|Declined||None||T3268 Database replication lag issues (tracking)|
|Duplicate||None||T108551 Database locked error while publishing article using CX|
|Resolved||aaron||T95501 Fix causes of replica lag and get it to under 5 seconds at peak|
|Resolved||aaron||T116425 Rename user creates lag on enwiki|
This caused for the second time in a week lag on db1036, afecting all s2 users' watchlist, contributions and recent-changes. I think this merits an unbreak now.
(First one was T141340).
As a way to try to mitigate this (but not fully solved, I will try to load balance this host with another to give it double the resources (but this may not work).

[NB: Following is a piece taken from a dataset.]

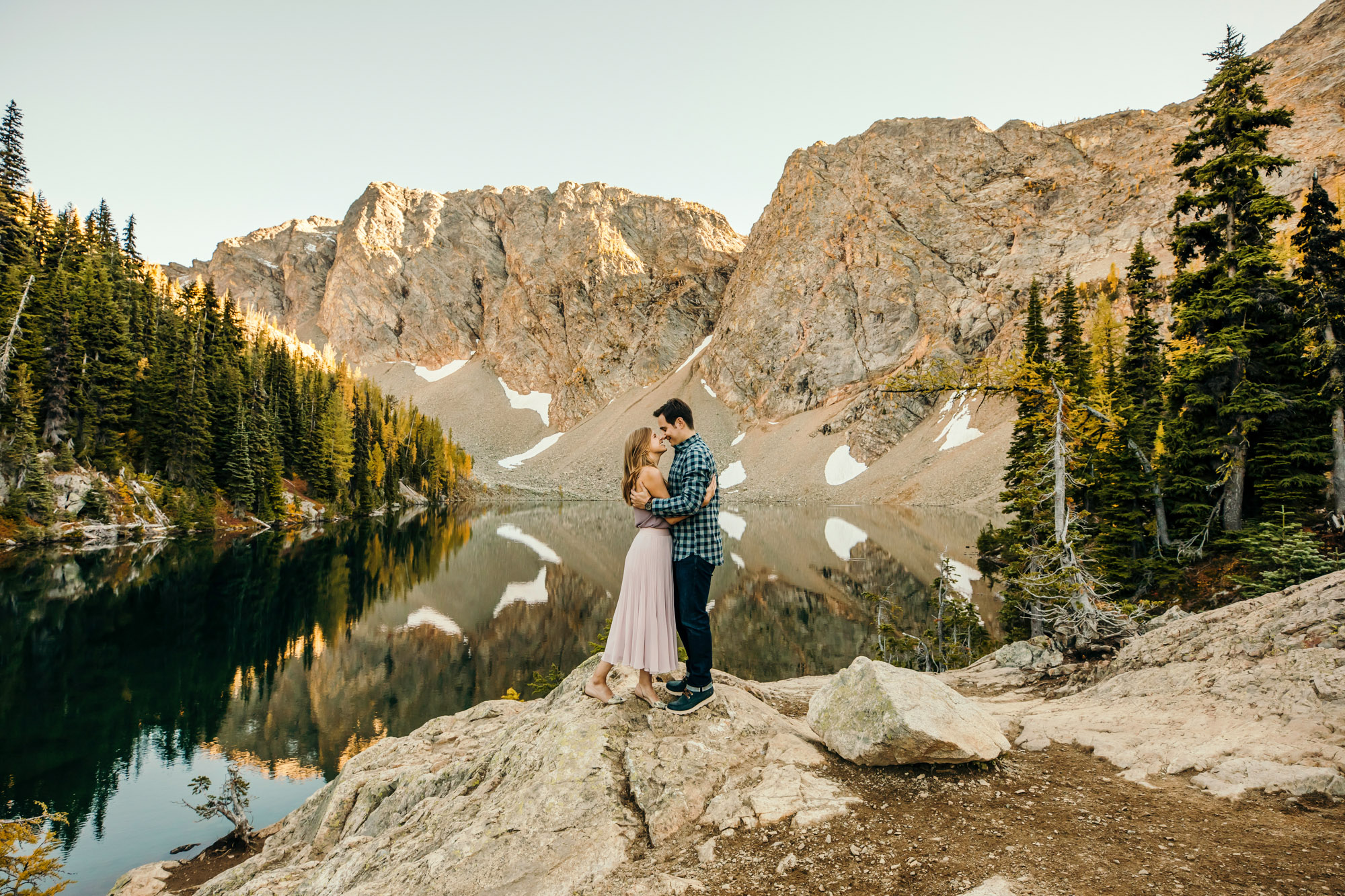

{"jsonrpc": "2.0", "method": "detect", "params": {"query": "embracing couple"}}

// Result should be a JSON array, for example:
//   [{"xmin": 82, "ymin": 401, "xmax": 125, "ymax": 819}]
[{"xmin": 584, "ymin": 398, "xmax": 724, "ymax": 715}]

Here it is the list of queries (I didn't copy it here to avoid exposing account info), they are not individually that large, maybe a wait for slaves was missing (or it does not wait for slaves with 0 weight but a specific role?)
LoadBalancer::waitForAll() does not check 0-load slaves, so if it can't keep up with the other DBs it would end up in trouble.
OTOH, we might not care about 'vslow'/'dump' so much, so checking them all might not be good either. Some middle ground would be best.
There was slave lag on Meta-Wiki (s7) causing writes to be locked for more than three minutes a little while ago. I suspect (but not completely sure) that it was also related to a global rename that was done at about the same time. https://meta.wikimedia.org/wiki/Special:CentralAuth/Derakhshan contains 7000+ edits on fawiki which is also s7. Probably worth more investigation.
I don't think a 7k row rename matters. I do however see a huge spike in write query time warnings in DBPerformance log on huwiki (also s7) at the moment. They come from recentchanges updates (rc_patrolled updates) in ChangeNotification jobs.
I can confirm the long running writes on the master were from queries such as:
UPDATE /* RevisionReviewForm::updateRecentChanges */ `recentchanges` SET rc_patrolled = '1' WHERE rc_cur_id = '148' AND rc_type = '1' AND (rc_timestamp <= '20160724202301')